One of my favorite things about living in St. Petersburg was walking into the Haymarket, one of the large open-air markets in the city.
The abundance and color, honey vendors from Altai bragging loudly, tempting you with sample spoons, piles of melons trucked up from Azerbaijan, dried fruit from Uzbekistan, pickled everything—mushrooms, cabbage, garlic, cucumbers.
Best were the tables and overfilled buckets of spices and teas from everywhere. Golden heaps of marigold from Georgia, in petals and powder, tart European barberry, crushed or whole, and blue fenugreek.
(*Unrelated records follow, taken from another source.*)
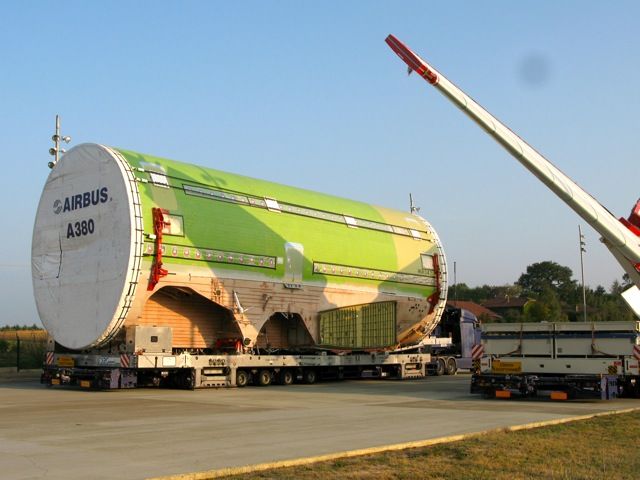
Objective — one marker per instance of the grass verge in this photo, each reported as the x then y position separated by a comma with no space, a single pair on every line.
599,448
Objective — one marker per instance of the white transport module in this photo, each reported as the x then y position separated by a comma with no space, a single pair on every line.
563,359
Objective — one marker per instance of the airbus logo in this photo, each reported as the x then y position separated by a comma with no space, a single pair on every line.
81,200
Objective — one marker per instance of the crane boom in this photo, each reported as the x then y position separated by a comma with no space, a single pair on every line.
621,236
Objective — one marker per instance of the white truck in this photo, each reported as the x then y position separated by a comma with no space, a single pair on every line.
561,360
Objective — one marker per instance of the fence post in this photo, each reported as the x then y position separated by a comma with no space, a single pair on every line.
17,352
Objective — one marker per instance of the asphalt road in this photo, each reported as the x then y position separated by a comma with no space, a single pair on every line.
62,433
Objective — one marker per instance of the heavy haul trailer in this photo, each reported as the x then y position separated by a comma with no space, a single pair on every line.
597,359
151,271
You are encouraged to taste everything.
Much as the Dutch have rice tables, the Brits their curry, the Russians have Georgian cooking.
Lobio, a staple in Georgia and Russia, is deceivingly simple, combining kidney beans, cilantro and fenugreek. I served it alongside roast chicken given a rub of sumac, garlic and olive oil, cooked on a rack over spicy seasoned fresh plums and shallots. Out of season you can use prunes and apricots, or even persimmons.
1 tsp. coriander seeds
1 tsp. fennel seeds
1/4 tsp. fenugreek seeds
3 tbs. oil
1 small onion, sliced
1 16-oz bag of dried red kidney beans or 14.5 oz can of red kidney beans
1 tsp. sherry vinegar
1/2 tsp. brown sugar
1/2 bunch cilantro, chopped
2 sprigs parsley, chopped
2 sprigs dill, chopped
Sea salt and freshly ground black pepper
Either drain and rinse canned kidney beans, or cook dried beans until tender.
Heat a small, dry frying pan and toast the coriander, fennel, and fenugreek seeds until fragrant, then crush with a pinch of salt in a mortar and pestle.
Heat 2 tablespoons of oil in a frying pan over medium heat. Add sliced onion and cook, stirring occasionally, until amber and sweet smelling, 10-15 minutes. Add the beans and warm through.
Mix together the remaining 1 tablespoon of oil, vinegar, sugar, crushed spices, herbs, salt and pepper in a bowl. Combine with the warm beans and serve warm or cold.